И Кант едва ли бы отказался от кафедры физики или математики, астрономии или географии, если бы таковая была ему предложена; только от профессуры поэзии с обязанностью обучать латинскому и немецкому стихосложению он отказался, когда она дошла до него по очереди.

 

Нам эти вещи представляются странными и невозможными. И теперь они, конечно, невозможны. В течение последнего столетия научное исследование разветвилось и специализировалось до бесконечности. Старая professio historiarum, большей частью вместе с professio poeseos или eloquenriae, – на нашем языке филологией, – или также с professio moralium расщепились на дюжину и более специальностей. Подобным же образом, или еще сильнее, увеличилась путем деления professio старинного physicus'a. От этого последнего ожидалось немногим менее того, чтобы он мог дать сведения о всех вещах на небе и на земле. Теперь эта область распалась на увеличивающееся год от году число специальностей, и каждая специальность настолько поглощает рабочую силу одного человека, что он едва в состоянии, хотя бы до некоторой степени, следить за прогрессом исследования в ближайших пограничных областях. Перемена специальностей, как она еще в прошлом столетии часто практиковалась при повышении на лучше оплачиваемые места, конечно, нигде более не встречается.
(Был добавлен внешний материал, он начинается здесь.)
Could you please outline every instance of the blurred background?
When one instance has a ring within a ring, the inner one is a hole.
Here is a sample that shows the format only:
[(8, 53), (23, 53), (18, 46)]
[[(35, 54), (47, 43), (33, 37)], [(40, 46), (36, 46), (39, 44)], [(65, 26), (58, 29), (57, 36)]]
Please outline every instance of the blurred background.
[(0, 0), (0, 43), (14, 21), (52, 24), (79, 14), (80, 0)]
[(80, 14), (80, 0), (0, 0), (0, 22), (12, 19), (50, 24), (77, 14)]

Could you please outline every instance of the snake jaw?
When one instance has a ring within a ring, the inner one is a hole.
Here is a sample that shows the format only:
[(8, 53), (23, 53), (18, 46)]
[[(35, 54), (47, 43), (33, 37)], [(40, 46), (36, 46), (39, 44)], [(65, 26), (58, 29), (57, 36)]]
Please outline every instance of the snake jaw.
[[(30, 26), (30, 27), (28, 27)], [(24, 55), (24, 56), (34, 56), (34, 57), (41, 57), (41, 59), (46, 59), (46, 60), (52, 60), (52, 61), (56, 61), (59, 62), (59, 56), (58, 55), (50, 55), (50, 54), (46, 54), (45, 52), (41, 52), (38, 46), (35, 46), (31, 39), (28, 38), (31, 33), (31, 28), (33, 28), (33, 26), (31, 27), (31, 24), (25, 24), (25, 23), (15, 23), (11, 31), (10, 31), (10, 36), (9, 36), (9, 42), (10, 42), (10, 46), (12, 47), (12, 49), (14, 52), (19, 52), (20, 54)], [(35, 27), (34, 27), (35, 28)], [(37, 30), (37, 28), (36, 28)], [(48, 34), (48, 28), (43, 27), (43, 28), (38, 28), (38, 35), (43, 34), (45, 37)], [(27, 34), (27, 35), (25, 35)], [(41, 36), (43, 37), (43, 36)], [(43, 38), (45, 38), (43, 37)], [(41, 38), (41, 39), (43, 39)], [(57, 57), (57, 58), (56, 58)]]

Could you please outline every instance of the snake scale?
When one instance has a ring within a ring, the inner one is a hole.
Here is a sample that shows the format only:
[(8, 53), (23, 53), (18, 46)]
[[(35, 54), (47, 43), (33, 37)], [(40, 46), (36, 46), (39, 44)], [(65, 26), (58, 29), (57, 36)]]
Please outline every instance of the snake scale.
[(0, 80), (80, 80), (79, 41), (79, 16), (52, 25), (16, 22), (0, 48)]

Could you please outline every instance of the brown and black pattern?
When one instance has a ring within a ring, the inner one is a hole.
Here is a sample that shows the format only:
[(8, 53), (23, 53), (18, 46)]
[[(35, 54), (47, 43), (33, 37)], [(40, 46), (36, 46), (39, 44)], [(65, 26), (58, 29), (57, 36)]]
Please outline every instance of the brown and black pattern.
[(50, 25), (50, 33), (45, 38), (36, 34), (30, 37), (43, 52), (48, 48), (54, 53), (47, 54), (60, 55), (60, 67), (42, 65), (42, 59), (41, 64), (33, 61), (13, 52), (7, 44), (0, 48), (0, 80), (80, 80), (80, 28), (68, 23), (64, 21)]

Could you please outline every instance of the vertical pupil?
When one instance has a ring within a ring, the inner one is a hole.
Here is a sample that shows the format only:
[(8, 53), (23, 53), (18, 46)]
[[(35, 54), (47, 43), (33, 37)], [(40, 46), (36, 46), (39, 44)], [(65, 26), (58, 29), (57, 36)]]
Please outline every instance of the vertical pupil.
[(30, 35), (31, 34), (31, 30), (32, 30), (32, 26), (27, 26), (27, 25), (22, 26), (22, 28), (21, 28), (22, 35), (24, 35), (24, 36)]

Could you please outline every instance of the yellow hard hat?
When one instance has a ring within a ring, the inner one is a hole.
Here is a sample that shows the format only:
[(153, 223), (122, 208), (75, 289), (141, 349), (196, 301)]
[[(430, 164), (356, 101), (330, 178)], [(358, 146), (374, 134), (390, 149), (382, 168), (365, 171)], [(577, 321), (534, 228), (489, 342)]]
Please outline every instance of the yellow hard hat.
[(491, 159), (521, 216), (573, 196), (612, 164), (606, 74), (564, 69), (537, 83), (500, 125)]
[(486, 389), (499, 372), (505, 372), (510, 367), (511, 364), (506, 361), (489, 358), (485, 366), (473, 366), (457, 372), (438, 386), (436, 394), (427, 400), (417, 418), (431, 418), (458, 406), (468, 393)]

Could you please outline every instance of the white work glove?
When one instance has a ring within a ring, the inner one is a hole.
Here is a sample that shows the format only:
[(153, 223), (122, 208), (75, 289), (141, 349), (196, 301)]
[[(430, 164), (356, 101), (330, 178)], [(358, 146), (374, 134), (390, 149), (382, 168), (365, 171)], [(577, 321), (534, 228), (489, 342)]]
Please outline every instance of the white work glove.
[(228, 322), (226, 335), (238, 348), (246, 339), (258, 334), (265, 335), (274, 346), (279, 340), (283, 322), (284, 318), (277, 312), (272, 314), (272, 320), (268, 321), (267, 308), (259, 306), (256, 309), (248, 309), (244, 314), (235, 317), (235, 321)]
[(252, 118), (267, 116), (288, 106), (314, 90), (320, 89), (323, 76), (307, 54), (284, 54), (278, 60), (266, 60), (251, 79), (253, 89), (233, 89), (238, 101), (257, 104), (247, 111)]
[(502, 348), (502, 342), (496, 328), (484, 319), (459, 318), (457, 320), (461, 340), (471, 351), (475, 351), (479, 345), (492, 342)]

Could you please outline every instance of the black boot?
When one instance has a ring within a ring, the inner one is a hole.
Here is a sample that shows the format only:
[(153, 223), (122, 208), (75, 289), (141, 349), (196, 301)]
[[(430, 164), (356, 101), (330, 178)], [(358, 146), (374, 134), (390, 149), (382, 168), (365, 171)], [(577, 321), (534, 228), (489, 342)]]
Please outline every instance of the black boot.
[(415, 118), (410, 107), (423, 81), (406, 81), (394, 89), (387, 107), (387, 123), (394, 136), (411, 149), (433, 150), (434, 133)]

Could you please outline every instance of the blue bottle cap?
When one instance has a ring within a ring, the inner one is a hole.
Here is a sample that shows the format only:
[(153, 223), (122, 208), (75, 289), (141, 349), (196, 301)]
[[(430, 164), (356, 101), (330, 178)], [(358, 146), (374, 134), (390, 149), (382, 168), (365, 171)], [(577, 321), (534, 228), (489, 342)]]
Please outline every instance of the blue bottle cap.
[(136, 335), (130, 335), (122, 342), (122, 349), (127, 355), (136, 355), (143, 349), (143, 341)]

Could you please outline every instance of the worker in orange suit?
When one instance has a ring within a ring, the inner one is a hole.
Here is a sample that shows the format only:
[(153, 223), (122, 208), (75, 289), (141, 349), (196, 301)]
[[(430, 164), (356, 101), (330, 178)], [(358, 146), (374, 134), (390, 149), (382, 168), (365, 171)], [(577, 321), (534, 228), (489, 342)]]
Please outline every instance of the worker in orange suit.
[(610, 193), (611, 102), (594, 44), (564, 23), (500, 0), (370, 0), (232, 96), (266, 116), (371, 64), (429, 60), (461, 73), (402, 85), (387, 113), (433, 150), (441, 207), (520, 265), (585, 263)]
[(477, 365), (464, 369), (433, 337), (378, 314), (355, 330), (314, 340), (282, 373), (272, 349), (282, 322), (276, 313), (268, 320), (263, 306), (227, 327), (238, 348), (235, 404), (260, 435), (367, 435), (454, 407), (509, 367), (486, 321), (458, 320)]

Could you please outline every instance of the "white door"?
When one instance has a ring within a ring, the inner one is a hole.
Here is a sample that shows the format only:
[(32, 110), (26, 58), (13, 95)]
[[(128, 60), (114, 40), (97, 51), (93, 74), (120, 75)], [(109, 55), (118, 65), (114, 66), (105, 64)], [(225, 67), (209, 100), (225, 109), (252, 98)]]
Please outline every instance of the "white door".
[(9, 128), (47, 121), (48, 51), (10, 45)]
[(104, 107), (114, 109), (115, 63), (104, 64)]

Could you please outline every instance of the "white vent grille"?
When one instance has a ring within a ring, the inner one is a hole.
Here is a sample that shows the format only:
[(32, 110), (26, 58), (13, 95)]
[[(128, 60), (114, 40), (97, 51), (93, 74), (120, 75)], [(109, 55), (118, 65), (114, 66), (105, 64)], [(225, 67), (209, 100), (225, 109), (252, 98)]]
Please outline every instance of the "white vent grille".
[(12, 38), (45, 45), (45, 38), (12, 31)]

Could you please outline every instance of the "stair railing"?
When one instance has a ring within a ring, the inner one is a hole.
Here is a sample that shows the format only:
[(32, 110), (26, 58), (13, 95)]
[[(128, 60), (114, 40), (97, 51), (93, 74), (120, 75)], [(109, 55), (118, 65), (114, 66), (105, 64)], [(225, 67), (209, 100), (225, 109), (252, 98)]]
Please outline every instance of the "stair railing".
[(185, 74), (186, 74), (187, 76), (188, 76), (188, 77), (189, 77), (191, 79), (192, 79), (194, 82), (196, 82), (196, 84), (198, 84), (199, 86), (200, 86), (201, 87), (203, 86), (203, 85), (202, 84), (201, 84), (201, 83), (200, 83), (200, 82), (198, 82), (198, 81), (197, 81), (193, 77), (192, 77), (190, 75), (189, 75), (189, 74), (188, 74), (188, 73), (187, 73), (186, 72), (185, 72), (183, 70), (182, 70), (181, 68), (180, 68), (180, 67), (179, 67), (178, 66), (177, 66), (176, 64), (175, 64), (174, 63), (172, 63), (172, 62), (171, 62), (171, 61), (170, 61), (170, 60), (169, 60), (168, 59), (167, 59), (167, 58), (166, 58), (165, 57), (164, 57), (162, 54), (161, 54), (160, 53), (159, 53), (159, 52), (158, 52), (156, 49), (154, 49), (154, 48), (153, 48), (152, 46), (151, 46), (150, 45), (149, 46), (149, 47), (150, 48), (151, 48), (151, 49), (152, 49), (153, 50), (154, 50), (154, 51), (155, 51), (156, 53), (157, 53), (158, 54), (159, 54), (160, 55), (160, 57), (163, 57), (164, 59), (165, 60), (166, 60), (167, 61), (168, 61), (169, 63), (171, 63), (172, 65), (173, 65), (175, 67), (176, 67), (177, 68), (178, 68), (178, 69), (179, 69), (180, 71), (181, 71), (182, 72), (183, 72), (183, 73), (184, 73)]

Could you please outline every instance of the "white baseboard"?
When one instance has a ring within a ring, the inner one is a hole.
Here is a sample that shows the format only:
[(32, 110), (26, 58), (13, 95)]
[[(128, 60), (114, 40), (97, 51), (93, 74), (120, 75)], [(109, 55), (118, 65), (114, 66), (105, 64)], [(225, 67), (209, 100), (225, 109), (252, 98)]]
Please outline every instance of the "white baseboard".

И вот таким положением вещей пришлось философии определить свое понятие. Так как более невозможно быть философом в смысле обладателя всего научного познания, – ведь в безнадежном положении очутился бы тот, кто попытался бы подпасть под суд старинного стиха:

 
Правда, много знал вещей он,
Но зато все плохо знал, –
 

то стараются найти такое определение философии при котором можно было бы надеяться остаться философом. Первым условием является то, чтобы она не включала в себя всех наук, прежде всего не включала бы так называемых точных наук. И навстречу этой склонности философии к такому исключению идет склонность наук отрешиться от философии; быть причисленной к философским не считается особенным преимуществом науки. Физика, химия, астрономия, физиология, зоология чувствуют себя самостоятельными науками; они не хотят принадлежать к области философии, равно как не хотят этого и филология и история, находившиеся уже вне старого понятия философии. Но и политика и экономика, или политическая экономия, не причисляют уже себя к «философским» наукам. Словом, все науки, установившиеся как самостоятельные специальности, выделились из старинного союза и не принадлежат более к философии. Остались на ее долю дисциплины, которые не были до сих пор в состоянии обособиться, как самостоятельные области исследования; большей частью такие, которых вообще подозревают в неспособности сделаться настоящими науками, т. е. метафизика, этика, эстетика, логика и теория познания (гносеология), психология (которая, правда, теперь очень желала бы стать «точной» наукой и потом, вероятно, тоже не захочет оставаться философской наукой), педагогика, философия истории и все прочее, о чем в немецких университетах читаются «философские» лекции.

И вот для этой совокупности наук, которые, собственно, еще не стали таковыми, постарались подыскать объединяющее понятие и создали таким образом те упомянутые выше определения: философия есть учение о форме познания, – чтобы исключить содержание; или она есть наука о духе, – чтобы держать подальше по крайней мере естествознание; или наука о принципах, – чтобы найти себе извинение за промахи в частностях, – и всякие другие хрупкие определения, которые служат, очевидно, лишь средствами выхода из затруднительного положения.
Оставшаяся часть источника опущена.